CS: During an employer's pre-hire phase, I usually spend an hour talking with hires about life in the region or up to three hours giving a community tour to the potential employee. I ask, 'What's important for you?' If someone has children, schools are the No. 1 thing they're interested in, followed closely by neighborhoods. Once someone is hired, I work to locate the right living situation for them, helping to place them in a situation that meets their personal and family needs as well as their budget. Then it's little things — how to register their car, who provides their internet services? The third thing is helping partners find jobs. That's the most challenging piece, and one of the most important.

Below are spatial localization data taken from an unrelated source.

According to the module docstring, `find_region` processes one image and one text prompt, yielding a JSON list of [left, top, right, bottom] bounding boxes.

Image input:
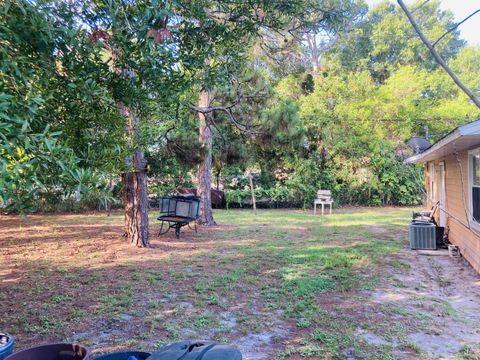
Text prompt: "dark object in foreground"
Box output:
[[158, 195, 200, 239], [93, 351, 151, 360], [0, 333, 14, 360], [148, 340, 242, 360], [5, 343, 89, 360]]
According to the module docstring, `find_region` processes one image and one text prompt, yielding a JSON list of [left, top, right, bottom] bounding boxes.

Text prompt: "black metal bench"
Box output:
[[157, 195, 200, 239]]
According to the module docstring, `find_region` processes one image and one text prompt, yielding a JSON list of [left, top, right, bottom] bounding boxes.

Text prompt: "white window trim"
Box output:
[[438, 161, 446, 226], [429, 162, 435, 202], [468, 148, 480, 231]]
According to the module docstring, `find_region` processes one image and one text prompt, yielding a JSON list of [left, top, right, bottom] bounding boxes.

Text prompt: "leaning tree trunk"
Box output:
[[118, 101, 150, 247], [197, 89, 216, 226]]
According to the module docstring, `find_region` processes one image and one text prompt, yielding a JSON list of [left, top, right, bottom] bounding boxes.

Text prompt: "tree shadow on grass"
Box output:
[[1, 209, 434, 359]]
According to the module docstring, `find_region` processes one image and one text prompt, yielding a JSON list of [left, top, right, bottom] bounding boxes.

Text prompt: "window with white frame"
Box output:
[[429, 162, 435, 201], [469, 150, 480, 223]]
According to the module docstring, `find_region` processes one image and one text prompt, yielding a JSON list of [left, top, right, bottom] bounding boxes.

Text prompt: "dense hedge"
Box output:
[[224, 155, 424, 209], [12, 153, 424, 212]]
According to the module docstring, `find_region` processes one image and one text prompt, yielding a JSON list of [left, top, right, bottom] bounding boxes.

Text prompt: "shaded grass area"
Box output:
[[217, 209, 409, 359], [0, 207, 433, 359]]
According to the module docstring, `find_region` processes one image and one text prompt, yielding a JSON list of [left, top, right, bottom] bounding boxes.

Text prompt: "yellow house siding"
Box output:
[[425, 151, 480, 273]]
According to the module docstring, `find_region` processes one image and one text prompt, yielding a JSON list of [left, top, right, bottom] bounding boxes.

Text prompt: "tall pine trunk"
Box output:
[[118, 101, 150, 247], [197, 89, 216, 226], [306, 33, 319, 79]]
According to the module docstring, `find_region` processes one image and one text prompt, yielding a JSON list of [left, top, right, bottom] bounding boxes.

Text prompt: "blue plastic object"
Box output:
[[0, 333, 14, 360], [5, 343, 89, 360], [149, 341, 242, 360], [93, 351, 150, 360]]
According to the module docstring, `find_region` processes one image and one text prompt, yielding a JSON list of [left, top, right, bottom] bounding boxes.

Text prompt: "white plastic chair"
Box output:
[[314, 190, 333, 215]]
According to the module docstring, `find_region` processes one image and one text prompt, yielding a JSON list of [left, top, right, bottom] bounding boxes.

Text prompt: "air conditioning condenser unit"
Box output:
[[409, 223, 436, 250]]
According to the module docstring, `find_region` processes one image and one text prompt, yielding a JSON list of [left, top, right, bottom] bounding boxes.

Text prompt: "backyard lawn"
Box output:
[[1, 208, 480, 360]]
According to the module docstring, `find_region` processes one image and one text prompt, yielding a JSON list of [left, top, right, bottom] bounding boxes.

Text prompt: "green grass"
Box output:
[[3, 207, 430, 358], [203, 208, 412, 358], [457, 344, 480, 359]]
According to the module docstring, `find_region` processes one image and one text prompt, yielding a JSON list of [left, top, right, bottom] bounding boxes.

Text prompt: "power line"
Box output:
[[433, 9, 480, 47]]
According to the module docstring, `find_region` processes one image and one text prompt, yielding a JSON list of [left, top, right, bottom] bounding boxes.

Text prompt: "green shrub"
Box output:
[[224, 154, 423, 208]]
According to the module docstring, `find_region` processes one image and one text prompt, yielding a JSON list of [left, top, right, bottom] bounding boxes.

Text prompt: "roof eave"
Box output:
[[404, 129, 462, 164]]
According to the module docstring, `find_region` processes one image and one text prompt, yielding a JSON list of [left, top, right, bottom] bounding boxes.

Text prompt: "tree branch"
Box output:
[[411, 0, 430, 14], [158, 102, 180, 143], [398, 0, 480, 109], [206, 114, 228, 148], [432, 9, 480, 47], [189, 102, 260, 134]]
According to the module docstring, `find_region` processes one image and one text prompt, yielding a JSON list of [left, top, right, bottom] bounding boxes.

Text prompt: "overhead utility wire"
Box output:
[[397, 0, 480, 108], [432, 9, 480, 47]]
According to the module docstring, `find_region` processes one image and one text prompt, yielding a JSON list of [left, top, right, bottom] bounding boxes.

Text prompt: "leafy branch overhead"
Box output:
[[397, 0, 480, 109], [2, 0, 480, 216]]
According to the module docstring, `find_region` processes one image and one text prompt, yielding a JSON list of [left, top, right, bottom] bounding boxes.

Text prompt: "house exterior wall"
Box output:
[[425, 150, 480, 273]]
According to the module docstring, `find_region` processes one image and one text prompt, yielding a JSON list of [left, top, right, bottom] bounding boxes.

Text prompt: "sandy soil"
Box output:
[[1, 209, 480, 359], [372, 248, 480, 359]]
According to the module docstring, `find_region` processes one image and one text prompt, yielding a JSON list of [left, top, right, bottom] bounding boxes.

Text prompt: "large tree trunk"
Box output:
[[197, 89, 216, 226], [123, 172, 134, 236], [306, 33, 320, 79], [118, 101, 150, 247], [122, 151, 149, 247]]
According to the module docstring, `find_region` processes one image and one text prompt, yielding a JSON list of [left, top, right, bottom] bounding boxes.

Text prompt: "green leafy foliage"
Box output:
[[0, 0, 125, 211], [222, 0, 479, 208], [0, 0, 297, 211], [2, 0, 479, 211]]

MB: Examples of job-related support?

CS: A client's wife took a university job. He has a diverse background, and you'd think he'd receive 15 job offers within the first month of moving to Bangor. But despite many conversations that I set him up with, he was having a hard time finding anything. He was about to go on the academic job market and I persisted, with the help of an active advisory committee. We took him to events and continued to set up meetings with more people, and now he has a full-time job and adjunct work at two universities.

MB: And non-job-related?

CS: The university hires a lot of international faculty, and most of the partners can't work right away due to visa requirements. The university has found those are the first faculty members to leave, because the partners are sitting bored at home. So I look for volunteering opportunities for them. Another international client was denied benefits until she secured a Social Security card, which takes many weeks. This just didn't seem right, so I made a few calls and things were settled quickly. I have another couple whose parents were coming to visit. 'What should I do with my parents?' 'Well, here are some activities and places to visit.' It's those little things, during that first year, that are crucial to retention, that make them feel connected to the community, and then they want to stay. I tell clients, 'Here's my cell phone number: Call me anytime.'

MB: What's the potential for expanding the service?

CS: Any organization that is relocating people to the state needs these services, because anyone who's coming here, who isn't from here or doesn't have family here, needs to feel connected. Connected people care about their communities and the people around them. They work hard to make their community and our state the best place to work and live.